O enredo da conquista do tricampeonato da Argentina impressionou setores da CBF. Despertou a entidade a reconectar o torcedor com a Seleção. A passagem pelo Pará na estreia nas Eliminatórias contra a Bolívia foi o ponto de partida na tentativa de aproximar os jogadores do povo. Dezenas de ações deixaram isso evidente durante a presença no Norte.

Frequente nos treinos realizados no Mangueirão, o presidente Ednaldo Rodrigues avisou em meio ao debate sobre realizar ou não treino aberto na véspera da partida contra a Bolívia. “A CBF quer fazer tudo para deixar o torcedor e a imprensa mais próximos da Seleção. O que for possível, vai ser feito”, prometeu o dirigente no gramado do estádio. O diretor de Comunicação da CBF havia indicado esse caminho ao assumir o cargo no ano passado antes da Copa de 2022. "Após 2014, houve uma desconexão dos brasileiros com os jogadores. O projeto busca reaproximar a Seleção da torcida e dos jovens", afirmou Rodrigo Paiva, em outubro do ano passado, em um evento de marketing esportivo.  

A entidade traçou uma estratégia com o Governo local para levar fãs à arena. “Sabemos que nem todos vão ter acesso aos ingressos. Tem algumas ações que queremos vincular a questões sociais”, argumentou o dirigente. Muitas crianças eram de projetos assistenciais.

Neymar e Richarlison toparam assumir o elo entre a Seleção e a torcida.

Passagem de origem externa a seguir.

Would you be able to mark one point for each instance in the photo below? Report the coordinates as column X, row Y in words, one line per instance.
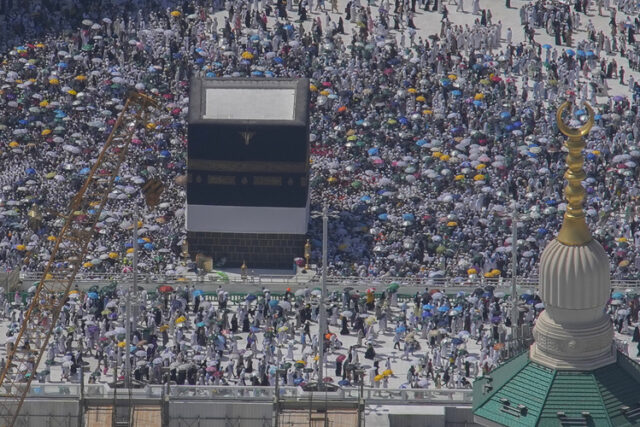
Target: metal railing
column 414, row 283
column 385, row 396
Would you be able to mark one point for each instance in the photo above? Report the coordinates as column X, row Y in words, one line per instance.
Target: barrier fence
column 312, row 279
column 384, row 396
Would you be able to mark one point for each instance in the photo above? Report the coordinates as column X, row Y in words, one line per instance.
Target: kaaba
column 248, row 170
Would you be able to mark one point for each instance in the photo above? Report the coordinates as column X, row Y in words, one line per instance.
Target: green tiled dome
column 524, row 393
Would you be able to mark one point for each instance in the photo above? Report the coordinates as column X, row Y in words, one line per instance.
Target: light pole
column 515, row 315
column 322, row 308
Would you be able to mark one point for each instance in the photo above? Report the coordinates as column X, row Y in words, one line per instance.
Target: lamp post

O camisa 10 distribuiu autógrafos e selfies ao se apresentar na noite de segunda-feira. Nos dias seguintes, apareceu diariamente na sacada do hotel para saudar os fãs. Havia uma chuva de camisas e outros objetos atirados para dentro e para fora do hotel. Famosa por receber o Círio de Nazaré, tradicional festa religiosa do Pará, a avenida em frente à concentração ficou praticamente intransitável. No adeus a Belém, Neymar caminhou do ônibus até a grade instalada pela Polícia Militar para delimitar o espaço da torcida. Cumprimentou alguns, sorriu, acenou e embarcou aos gritos de “Neymar” e “obrigado”.

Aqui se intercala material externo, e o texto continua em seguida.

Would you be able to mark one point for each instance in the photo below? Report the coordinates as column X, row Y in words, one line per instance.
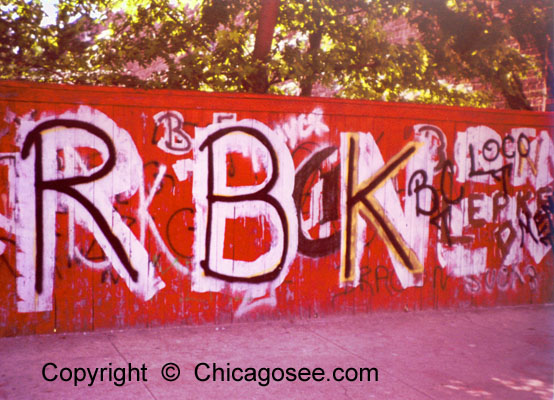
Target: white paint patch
column 183, row 169
column 239, row 141
column 123, row 180
column 302, row 127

Richarlison é o mister simpatia. Na quinta-feira, todos os jogadores dirigiram-se ao vestiário depois do treino. O camisa 9, não. Ele pegou um pincel atômico, partiu para o corpo a corpo com crianças e distribuiu autógrafos por pelo menos 20 minutos ininterruptos. Era abraçado, beijado, tocado. Mesmo cercado, assinava e conversava educadamente. Não por acaso ele e Neymar foram os nomes mais gritados no anúncio da escalação.

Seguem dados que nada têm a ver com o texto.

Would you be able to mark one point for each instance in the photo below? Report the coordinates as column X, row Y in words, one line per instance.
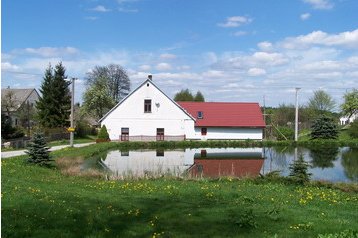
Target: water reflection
column 323, row 157
column 243, row 162
column 350, row 163
column 332, row 164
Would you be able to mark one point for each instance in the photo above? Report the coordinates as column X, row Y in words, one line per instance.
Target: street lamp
column 72, row 128
column 296, row 116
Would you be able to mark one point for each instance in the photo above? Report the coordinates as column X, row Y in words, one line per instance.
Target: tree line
column 107, row 85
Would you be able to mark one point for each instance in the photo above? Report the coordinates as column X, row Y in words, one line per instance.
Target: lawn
column 41, row 202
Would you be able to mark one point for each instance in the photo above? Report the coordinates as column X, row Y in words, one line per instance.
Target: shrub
column 103, row 134
column 324, row 128
column 299, row 171
column 38, row 151
column 353, row 129
column 287, row 132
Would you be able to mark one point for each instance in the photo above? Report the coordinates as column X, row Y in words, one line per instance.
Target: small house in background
column 13, row 100
column 346, row 120
column 148, row 114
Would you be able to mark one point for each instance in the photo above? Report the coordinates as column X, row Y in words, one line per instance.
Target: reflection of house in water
column 147, row 162
column 236, row 162
column 208, row 162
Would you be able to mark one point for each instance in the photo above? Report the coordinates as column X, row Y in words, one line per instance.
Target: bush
column 324, row 128
column 287, row 132
column 299, row 171
column 353, row 129
column 103, row 134
column 38, row 151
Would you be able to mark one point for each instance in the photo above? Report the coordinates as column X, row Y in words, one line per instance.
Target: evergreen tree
column 324, row 128
column 54, row 105
column 199, row 97
column 184, row 96
column 103, row 134
column 38, row 151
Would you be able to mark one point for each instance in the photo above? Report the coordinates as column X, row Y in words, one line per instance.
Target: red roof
column 225, row 114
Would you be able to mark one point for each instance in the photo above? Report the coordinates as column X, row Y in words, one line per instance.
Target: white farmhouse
column 148, row 114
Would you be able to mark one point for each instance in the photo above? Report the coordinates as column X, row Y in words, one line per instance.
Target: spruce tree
column 38, row 151
column 55, row 103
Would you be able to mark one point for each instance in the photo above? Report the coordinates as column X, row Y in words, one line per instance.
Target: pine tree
column 55, row 103
column 324, row 128
column 38, row 151
column 103, row 134
column 199, row 97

“É mais difícil chegar até aqui, as viagens são mais longas, mas quando você chega e vê esse carinho, esquece e fala que valeu a pena. O carinho é tão grande que é difícil de retribuir, às vezes não dá para chegar perto de todo mundo para tirar foto, mas faço o máximo que consigo. É muito legal receber esse tipo de carinho, gratificante, nos deixa muito feliz”, comentou Neymar na primeira entrevista coletiva da CBF em quatro anos.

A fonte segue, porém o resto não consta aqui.